Here’s the thing about having your timeline ripped away from you: it either breaks your relationship with ambition or it clarifies it. For me it clarified it. Completely and uncomfortably. Because when you’re lying in a hospital bed wondering what your life is going to look like, you find out very quickly what you actually want. The noise falls away. The shoulds and the supposed-tos and the what-will-people-thinks — all of it goes quiet. And what’s left is just the truth.
I wanted to be a lawyer.
Not because of the prestige or the salary or any of the reasons people give when they’re explaining their choices to other people. Because I am genuinely, constitutionally built for it. I like arguments. I like precision. I like the idea of walking into a room and being the most prepared person in it. I like advocating for people who don’t have the words or the platform to advocate for themselves.
I mean business. I always have. The aneurysms didn’t change that — if anything, they made it louder.
So I went back. Later than I planned, on a timeline that made some people raise their eyebrows, in a body that was still healing and a mind that was still processing. I sat in a classroom six months after brain surgery and I took notes and I raised my hand and I did not let the hard thing I’d survived become the reason I stopped reaching for the hard things I wanted.

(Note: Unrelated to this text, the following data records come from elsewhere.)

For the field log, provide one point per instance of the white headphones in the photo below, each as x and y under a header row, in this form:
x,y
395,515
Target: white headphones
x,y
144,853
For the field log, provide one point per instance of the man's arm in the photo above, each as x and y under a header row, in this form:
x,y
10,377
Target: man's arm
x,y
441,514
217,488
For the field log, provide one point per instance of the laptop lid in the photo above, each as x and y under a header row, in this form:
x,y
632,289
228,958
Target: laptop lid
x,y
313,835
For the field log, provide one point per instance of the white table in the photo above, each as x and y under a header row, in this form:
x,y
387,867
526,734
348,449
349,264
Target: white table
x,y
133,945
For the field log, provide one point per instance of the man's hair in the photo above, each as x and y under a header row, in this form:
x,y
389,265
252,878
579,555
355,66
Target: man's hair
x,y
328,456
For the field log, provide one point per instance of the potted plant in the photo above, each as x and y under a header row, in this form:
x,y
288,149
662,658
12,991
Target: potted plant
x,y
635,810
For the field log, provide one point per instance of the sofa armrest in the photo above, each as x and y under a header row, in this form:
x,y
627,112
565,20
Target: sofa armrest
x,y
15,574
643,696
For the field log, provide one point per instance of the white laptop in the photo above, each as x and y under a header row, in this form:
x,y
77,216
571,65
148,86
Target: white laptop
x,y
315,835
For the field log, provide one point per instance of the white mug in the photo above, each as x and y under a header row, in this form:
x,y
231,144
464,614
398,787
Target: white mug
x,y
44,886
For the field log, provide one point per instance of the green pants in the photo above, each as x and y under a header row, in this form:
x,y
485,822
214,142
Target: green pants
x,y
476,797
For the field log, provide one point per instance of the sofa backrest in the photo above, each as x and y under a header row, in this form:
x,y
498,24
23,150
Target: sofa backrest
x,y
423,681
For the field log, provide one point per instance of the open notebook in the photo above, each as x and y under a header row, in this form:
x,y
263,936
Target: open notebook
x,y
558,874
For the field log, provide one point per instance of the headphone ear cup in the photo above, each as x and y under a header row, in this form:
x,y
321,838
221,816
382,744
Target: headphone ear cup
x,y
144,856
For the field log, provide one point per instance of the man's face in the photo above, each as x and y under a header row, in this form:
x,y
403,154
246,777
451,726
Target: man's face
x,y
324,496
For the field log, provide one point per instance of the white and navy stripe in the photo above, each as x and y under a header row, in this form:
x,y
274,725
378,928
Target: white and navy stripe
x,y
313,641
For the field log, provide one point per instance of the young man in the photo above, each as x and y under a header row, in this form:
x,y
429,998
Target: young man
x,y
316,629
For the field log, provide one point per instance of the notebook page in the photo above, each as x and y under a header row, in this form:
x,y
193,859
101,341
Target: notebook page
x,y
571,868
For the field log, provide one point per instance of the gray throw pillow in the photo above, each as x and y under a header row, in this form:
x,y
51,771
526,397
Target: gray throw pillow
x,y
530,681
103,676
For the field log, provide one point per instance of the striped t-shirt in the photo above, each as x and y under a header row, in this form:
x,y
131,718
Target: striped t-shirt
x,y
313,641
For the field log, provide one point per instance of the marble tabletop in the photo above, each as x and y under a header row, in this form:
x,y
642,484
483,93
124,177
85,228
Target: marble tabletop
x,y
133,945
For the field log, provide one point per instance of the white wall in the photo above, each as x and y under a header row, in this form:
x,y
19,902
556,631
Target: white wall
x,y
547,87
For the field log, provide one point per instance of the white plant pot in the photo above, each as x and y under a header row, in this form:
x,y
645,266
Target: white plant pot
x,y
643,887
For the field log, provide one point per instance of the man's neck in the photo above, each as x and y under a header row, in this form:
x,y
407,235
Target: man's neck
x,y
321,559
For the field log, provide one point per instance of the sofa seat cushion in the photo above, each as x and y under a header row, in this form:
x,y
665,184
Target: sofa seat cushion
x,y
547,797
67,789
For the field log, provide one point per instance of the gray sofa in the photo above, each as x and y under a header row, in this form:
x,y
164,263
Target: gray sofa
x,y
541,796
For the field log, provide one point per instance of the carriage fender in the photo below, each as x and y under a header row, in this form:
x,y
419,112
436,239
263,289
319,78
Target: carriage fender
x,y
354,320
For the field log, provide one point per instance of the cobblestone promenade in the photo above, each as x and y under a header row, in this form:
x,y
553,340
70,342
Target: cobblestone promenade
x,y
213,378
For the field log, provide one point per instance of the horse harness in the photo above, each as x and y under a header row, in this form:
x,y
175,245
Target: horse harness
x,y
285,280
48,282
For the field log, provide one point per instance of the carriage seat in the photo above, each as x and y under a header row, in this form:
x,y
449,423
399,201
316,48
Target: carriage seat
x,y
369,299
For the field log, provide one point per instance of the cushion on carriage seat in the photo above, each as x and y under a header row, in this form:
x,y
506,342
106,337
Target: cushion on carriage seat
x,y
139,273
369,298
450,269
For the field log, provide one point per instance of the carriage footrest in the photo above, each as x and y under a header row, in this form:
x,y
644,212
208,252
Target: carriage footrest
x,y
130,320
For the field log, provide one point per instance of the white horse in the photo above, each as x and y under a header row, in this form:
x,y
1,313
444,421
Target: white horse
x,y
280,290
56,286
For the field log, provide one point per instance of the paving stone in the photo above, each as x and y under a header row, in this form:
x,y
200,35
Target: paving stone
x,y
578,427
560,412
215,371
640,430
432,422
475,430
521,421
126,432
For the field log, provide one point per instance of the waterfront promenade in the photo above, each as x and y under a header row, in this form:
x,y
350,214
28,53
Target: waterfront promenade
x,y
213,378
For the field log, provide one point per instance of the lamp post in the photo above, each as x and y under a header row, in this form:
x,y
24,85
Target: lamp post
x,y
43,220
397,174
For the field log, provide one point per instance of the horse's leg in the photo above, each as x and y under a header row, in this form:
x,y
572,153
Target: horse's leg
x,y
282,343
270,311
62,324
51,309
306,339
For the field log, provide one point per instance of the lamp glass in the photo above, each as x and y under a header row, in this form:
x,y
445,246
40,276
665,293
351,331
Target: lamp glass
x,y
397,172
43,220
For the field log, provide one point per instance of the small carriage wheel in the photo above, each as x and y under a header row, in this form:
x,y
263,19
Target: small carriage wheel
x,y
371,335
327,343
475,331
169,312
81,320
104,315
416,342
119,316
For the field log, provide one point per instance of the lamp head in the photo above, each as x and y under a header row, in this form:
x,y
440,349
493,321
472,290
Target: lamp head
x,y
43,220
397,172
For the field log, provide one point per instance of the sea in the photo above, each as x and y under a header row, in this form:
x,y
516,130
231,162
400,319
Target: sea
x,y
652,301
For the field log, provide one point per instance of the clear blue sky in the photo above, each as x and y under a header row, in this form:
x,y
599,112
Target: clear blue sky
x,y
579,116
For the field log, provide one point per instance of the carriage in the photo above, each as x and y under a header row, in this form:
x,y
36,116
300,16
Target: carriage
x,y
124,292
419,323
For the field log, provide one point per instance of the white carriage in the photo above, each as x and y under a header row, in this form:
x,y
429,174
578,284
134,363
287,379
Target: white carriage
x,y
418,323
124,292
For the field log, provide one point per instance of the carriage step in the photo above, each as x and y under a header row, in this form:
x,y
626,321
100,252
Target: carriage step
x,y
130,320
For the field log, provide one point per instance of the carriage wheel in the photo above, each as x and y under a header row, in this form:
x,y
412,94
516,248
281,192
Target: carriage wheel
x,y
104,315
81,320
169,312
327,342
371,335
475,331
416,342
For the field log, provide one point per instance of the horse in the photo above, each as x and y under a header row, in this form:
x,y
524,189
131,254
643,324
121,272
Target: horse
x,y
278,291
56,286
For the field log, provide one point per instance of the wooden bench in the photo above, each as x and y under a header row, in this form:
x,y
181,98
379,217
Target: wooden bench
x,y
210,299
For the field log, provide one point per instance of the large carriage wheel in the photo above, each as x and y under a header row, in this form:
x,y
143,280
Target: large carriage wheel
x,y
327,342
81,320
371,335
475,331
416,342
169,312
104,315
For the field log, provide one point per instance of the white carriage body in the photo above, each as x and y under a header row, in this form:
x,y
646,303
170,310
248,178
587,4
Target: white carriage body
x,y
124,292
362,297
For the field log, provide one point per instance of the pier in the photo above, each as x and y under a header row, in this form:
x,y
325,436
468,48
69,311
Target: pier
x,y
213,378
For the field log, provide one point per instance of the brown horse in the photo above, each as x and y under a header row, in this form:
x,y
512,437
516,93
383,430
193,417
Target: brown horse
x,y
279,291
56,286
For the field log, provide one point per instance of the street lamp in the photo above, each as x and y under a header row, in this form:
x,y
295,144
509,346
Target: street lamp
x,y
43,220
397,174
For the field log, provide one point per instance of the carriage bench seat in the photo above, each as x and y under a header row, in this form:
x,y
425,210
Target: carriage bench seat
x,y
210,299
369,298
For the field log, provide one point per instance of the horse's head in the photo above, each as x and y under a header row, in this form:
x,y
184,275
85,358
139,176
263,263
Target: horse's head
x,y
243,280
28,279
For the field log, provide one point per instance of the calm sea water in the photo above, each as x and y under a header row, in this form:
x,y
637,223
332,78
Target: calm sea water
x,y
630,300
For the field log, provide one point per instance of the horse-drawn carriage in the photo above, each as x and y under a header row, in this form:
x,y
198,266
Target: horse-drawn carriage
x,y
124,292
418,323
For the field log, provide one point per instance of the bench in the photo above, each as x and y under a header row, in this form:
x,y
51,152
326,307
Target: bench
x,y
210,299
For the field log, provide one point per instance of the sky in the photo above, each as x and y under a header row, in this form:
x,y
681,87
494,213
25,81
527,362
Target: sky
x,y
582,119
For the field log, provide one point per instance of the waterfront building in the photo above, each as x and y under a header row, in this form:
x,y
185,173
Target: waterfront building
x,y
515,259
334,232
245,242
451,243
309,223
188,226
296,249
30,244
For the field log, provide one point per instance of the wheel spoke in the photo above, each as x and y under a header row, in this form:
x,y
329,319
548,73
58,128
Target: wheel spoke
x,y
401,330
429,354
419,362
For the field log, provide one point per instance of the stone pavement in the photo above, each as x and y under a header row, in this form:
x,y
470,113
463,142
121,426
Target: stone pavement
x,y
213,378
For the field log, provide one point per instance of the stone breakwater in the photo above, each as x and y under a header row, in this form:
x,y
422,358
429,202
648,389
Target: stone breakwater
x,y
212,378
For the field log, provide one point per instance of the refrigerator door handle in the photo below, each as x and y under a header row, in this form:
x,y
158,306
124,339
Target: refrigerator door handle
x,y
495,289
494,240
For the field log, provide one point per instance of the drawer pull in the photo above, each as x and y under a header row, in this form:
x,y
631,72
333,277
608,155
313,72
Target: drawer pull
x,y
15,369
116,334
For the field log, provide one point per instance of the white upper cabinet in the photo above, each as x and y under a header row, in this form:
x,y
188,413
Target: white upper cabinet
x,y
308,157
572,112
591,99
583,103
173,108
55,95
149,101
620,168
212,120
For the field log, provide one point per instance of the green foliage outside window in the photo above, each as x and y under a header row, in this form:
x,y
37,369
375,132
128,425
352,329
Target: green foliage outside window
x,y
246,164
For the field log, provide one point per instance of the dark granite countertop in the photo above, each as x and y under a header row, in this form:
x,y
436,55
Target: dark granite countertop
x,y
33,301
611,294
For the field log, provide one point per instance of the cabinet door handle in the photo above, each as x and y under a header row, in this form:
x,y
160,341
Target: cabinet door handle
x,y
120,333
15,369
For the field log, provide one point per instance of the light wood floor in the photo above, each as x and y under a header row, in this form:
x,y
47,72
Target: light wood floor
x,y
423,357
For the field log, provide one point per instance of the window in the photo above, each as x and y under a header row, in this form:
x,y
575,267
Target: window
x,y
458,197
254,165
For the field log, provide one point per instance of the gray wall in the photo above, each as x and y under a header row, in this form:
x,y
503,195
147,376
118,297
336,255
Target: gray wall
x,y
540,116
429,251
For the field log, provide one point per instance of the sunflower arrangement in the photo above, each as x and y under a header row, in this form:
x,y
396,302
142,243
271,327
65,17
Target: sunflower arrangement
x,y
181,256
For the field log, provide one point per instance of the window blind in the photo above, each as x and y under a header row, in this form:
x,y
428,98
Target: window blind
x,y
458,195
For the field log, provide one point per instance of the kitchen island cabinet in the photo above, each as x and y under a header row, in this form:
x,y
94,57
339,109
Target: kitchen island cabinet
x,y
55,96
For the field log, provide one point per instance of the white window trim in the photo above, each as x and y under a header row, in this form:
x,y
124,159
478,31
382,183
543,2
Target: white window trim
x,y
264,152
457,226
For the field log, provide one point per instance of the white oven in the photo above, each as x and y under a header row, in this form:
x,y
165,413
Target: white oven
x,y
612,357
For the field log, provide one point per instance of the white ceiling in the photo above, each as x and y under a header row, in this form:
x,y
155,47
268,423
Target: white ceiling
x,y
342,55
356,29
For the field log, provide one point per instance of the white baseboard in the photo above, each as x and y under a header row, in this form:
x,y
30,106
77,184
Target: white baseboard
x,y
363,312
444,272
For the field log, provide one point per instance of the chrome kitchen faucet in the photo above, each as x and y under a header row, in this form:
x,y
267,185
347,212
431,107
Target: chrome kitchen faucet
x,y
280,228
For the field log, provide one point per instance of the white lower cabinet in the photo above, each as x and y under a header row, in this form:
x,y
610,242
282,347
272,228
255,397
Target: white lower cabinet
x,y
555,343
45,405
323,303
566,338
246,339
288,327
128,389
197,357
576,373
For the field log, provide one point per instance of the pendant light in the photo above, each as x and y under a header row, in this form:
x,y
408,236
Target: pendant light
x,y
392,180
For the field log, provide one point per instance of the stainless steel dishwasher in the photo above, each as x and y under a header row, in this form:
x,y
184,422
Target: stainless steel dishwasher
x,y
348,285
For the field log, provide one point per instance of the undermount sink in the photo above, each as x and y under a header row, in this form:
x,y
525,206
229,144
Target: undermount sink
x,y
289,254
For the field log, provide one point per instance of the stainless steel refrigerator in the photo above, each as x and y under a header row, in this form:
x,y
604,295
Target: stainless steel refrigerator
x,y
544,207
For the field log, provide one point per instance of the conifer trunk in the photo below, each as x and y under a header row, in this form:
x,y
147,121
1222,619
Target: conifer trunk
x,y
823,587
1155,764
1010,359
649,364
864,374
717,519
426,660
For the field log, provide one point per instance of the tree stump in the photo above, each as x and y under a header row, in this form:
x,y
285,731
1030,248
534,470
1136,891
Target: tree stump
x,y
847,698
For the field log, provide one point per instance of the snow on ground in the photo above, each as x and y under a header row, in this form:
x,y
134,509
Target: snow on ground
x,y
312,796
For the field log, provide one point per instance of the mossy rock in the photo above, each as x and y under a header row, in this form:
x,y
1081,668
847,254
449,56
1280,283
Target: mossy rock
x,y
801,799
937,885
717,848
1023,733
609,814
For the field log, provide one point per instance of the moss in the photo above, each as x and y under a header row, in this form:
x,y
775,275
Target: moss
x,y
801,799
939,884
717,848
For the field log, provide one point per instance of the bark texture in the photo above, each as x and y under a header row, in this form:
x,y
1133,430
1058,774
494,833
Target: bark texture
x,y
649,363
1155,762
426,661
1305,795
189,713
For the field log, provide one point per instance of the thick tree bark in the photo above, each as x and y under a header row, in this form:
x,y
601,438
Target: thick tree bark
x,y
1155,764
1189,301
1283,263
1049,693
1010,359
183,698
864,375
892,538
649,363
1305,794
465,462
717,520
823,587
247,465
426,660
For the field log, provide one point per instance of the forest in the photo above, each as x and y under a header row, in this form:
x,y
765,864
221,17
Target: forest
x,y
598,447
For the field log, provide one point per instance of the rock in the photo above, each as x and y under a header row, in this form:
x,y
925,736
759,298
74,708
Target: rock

That is not a heroic story. I want to be clear about that. It doesn’t feel heroic from the inside. It feels like stubbornness, mostly. Like deciding that the plan still stands even when the circumstances don’t cooperate. Like refusing to let the worst season of your life write the final chapter.
She means business is the collection my dad named after me and I cried when he told me. Not because it was flattering — though it was — but because it was accurate. Because someone who loves me looked at everything I’d been through and the thing he wanted to put on a shirt wasn’t about the struggle. It was about who I am underneath it.
That’s the woman this collection is for.
Not the woman who has it all figured out. The woman who decided to keep figuring it out anyway. The one who’s one semester from done, one brief away from filed, one meeting away from the decision that changes everything. The one who’s been told — directly or indirectly, by circumstances or by people — that maybe she should scale back.
She didn’t scale back. She leveled up.
This one’s for her. For us. For every woman who means business even when — especially when — the business of her life got complicated.